Genetic distinctiveness arises through processes that introduce new alleles and genes into a population (mutation and migration) and processes that alter the frequencies of genes that already exist within a population (natural selection, sexual selection, and genetic drift).

A mutation is a random change in an organism's genetic material. Heritable mutations (those that are carried by the gametes) can introduce new alleles and genes into a population and, therefore, provide raw material for the evolutionary process.

Migration, or the movement of organisms from one place to another, can also cause changes in the gene pools of different populations. Through migration, new alleles can be introduced or taken away from a population, or the frequencies of alleles and genotypes in a population can be altered.

Through natural selection, heritable traits (and the alleles that confer those traits) that are beneficial to reproductive success become more common in a population while those that are disadvantageous become increasingly rare.

Sexual selection is a special form of selection that leads to the development of sexual dimorphic traits (traits that differ between the sexes). Through sexual selection, alleles that confer an advantage in the ability to obtain mates become more common in a population.

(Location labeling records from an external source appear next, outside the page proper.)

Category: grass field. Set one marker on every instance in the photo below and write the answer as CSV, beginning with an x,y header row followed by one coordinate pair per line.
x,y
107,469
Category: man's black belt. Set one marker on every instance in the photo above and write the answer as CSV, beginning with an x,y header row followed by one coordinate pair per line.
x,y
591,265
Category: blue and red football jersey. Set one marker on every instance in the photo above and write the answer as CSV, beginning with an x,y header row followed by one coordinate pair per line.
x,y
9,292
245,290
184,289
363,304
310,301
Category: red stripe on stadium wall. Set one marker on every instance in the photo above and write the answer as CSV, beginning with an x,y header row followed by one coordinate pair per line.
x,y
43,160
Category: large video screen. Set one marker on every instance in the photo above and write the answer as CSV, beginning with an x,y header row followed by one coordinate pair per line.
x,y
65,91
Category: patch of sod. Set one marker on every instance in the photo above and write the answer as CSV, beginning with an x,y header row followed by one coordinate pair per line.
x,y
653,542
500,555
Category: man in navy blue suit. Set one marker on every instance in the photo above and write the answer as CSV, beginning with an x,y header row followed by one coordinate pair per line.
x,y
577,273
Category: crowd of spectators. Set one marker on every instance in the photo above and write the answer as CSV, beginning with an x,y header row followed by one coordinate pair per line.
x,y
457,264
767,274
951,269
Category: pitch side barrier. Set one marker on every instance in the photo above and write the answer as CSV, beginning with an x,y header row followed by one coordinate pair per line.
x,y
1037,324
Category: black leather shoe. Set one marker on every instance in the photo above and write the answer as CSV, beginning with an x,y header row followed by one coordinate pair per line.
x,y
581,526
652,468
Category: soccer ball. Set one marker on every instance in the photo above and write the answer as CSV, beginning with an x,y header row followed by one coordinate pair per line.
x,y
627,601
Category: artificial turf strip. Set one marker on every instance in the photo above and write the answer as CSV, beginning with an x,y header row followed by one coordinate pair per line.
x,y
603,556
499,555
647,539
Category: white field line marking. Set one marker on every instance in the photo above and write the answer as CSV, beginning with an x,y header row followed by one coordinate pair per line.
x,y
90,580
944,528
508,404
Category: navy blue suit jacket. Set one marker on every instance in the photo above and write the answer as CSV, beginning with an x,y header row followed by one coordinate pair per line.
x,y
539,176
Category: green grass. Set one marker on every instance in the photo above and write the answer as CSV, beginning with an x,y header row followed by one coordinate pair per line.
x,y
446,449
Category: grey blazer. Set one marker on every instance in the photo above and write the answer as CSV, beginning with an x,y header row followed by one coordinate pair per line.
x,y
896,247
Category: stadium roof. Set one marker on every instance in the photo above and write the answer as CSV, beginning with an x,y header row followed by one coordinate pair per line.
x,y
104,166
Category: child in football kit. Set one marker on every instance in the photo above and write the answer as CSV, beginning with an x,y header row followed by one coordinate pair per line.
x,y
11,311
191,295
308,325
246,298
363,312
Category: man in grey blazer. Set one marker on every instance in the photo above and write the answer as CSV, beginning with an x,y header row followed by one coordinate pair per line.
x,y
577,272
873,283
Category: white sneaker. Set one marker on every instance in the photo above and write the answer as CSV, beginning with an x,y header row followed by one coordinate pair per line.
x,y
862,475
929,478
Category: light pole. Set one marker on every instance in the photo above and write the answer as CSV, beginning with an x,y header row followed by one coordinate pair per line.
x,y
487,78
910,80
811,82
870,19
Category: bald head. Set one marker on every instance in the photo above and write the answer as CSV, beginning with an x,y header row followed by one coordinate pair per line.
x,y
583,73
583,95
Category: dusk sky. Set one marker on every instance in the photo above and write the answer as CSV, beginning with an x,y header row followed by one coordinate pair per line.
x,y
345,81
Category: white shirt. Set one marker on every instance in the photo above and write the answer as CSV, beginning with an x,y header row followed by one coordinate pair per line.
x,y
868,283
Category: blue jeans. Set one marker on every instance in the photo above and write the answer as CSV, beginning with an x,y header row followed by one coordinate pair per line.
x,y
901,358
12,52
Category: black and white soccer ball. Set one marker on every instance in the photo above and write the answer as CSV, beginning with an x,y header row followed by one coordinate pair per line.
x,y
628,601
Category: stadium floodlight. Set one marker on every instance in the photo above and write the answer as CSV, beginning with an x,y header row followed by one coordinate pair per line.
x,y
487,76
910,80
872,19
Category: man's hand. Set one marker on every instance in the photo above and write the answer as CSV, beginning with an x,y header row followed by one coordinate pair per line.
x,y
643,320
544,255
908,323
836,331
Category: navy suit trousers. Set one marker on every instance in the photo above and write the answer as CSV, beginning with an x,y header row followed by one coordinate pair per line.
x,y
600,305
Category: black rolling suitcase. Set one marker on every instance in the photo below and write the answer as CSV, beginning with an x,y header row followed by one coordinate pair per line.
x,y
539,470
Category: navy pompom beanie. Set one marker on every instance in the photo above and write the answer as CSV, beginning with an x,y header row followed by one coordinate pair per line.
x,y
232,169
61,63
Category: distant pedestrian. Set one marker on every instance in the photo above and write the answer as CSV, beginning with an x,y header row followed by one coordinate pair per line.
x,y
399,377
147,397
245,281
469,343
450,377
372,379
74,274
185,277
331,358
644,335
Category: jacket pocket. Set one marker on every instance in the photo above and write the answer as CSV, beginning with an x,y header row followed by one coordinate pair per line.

Genetic drift refers to changes in a population's allele frequencies that occur due to chance. In general, the smaller the population, the greater the impact of genetic drift. 
These processes, which drive evolution and speciation, can be reviewed in the BioEd Online presentation entitled "Biological Evolution." In addition, information about different species concepts, as well as mechanisms of reproductive isolation, can be found in the presentation "Species Concepts."

In On the Origin of Species, Darwin wrote that all species, whether living or extinct, form a great "Tree of Life," now commonly referred to as a phylogenetic tree. A phylogenetic tree graphically represents the evolutionary history (phylogeny) of species, groups of related species, or other taxonomic groups. A branch point of the tree represents divergence of one or more new populations from a parent population. In some phylogenetic representations, the branch length is proportional to the predicted evolutionary time between branching events. These branches and nodes represent two different patterns of evolution: cladogenesis and anagenesis.  

Cladogenesis, also known as branching evolution, is the evolutionary pattern by which a new group splits from a parent group. Because this results in an increase in the total number of existing taxa, cladogenesis is responsible for the diversity of organisms seen in nature. In contrast, anagenesis, also known as phyletic evolution, results in the linear transformation of a population. There is no branching of the phylogenetic tree and no increase in the total number of species. Instead, anagenesis causes two species that split from the same parent species diverge more and more from one another over time.